In this second movement, whose tempo markings may be translated to mean to be played not too fast and in a very singing manner, Várjon achieved a level of serenity that is very difficult to bring about and that one rarely hears. His style of playing in this sonata (and later in some segments of Liszt) is a bit old-fashioned inasmuch as the hands are not always together, yet it never becomes mannered. To my ears, in this facet he reminds me quite a bit of another Hungarian, his older colleague and mentor, Sir András Schiff, who often also displays this long-forgotten manner of performance demonstrated in the past by such masters as Wilhelm Kempff and Mieczyslaw Horszowski.


Bartók’s Elegie No. 1 is the first of two written in 1908-09, during the time of the composer’s disappointing love affair with the violinist Stefi Geyer (to whom he also dedicated his First Violin Concerto).

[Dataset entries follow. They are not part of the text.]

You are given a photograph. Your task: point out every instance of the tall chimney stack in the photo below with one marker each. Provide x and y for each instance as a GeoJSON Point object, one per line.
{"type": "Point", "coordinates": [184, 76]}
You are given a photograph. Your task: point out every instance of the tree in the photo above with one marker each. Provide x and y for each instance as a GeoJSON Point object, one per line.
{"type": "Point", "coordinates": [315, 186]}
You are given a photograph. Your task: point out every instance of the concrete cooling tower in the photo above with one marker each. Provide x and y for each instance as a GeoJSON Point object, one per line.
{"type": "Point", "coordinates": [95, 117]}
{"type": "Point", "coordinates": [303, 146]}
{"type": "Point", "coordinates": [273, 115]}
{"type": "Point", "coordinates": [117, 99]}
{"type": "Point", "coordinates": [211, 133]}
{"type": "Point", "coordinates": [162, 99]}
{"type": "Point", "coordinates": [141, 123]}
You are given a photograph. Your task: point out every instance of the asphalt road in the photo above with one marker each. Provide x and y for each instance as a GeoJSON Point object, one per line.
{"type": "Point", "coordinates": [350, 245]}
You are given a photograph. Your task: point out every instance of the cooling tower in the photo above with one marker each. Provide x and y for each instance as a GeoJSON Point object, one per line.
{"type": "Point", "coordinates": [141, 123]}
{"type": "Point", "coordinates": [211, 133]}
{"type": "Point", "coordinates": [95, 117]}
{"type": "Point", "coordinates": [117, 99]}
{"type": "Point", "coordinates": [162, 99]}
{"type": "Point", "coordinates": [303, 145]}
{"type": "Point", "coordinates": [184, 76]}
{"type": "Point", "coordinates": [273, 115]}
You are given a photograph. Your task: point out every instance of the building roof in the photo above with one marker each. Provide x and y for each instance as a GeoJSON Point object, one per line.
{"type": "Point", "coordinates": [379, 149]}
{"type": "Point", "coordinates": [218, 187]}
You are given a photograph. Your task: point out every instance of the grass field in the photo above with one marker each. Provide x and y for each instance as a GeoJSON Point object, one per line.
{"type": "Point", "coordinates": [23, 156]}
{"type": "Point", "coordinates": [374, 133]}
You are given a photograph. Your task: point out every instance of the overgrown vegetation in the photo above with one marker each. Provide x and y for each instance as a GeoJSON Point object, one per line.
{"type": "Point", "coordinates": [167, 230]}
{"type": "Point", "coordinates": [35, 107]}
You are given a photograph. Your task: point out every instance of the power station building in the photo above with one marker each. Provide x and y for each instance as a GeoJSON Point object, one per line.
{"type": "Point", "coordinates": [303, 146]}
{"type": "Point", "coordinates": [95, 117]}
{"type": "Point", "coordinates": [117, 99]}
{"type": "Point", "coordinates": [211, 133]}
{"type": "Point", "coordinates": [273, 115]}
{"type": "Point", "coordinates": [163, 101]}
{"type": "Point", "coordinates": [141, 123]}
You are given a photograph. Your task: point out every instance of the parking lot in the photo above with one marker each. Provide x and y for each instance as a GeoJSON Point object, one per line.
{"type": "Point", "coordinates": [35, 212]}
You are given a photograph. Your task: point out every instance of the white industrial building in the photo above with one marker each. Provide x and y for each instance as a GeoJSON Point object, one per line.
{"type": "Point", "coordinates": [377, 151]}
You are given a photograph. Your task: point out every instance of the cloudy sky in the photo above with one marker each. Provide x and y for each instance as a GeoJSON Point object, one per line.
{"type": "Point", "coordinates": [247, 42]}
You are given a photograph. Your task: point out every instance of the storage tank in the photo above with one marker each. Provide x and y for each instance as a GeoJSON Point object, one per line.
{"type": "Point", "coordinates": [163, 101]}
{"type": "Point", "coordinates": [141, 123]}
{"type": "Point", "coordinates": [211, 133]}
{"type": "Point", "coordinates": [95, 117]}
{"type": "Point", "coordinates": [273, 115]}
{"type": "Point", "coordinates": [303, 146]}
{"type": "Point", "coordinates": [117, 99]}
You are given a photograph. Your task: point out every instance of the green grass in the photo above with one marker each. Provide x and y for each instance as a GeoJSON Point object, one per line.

It displays the post-Romantic, tempestuous style of writing similar in my mind to Alban Berg’s Piano Sonata, written at about the same time. A coincidence? Here the Bartók found an ideal, passionate performer in Mr. Várjon. It is a stormy, sometimes turbulent work, yet in its middle part quiets down for a fugato segment that perhaps is homage to a similar section in Liszt’s great B minor Sonata which followed.


The Liszt work is problematic not only because of its virtuosity and strict technical demands – which alone make it one of the pinnacles of the piano repertory – but also because it requires, perhaps more than any other work of the Romantic era, a different type of artistry that has more to do with theater than music alone. The narration is as difficult as any spoken part in any play. Liszt asks here a lot of questions to which there are no immediate answers. The sonata’s middle section is full of recitatives, full of rhetoric, and full of fermatas, all of which indicate some kind of emotional struggle and an elevated sense of drama. And here probably any person that knows the score will see his or her own solutions, especially in matters of timing. Várjon’s solution, in my opinion, was that of a young and still somewhat impatient performer who wanted his answers immediately. But he also had an enormous command of the instrument; his playing was logical and intelligent (I gather he is unable to play an unintelligent phrase!) and even in the most difficult pianistic segments there was clarity of detail and nuance. Unlike some younger players happily banging the loud passages, which in this work are plenty, Mr. Várjon knew how to balance the piano registers and he managed to produce no ugly or harsh sound. If my portrayal may sound like faint praise it is only because his performance of the Beethoven sonata was so unique and unusual in its beauty. I might conclude with the statement that I would go a distance to hear this pianist again. His musicianship is exceptional, his technique never calls attention to itself, and he understands music as few do.


There was only one encore, a lovingly and tenderly played “Warum?” from Schumann’s Fantasiestücke op. 12.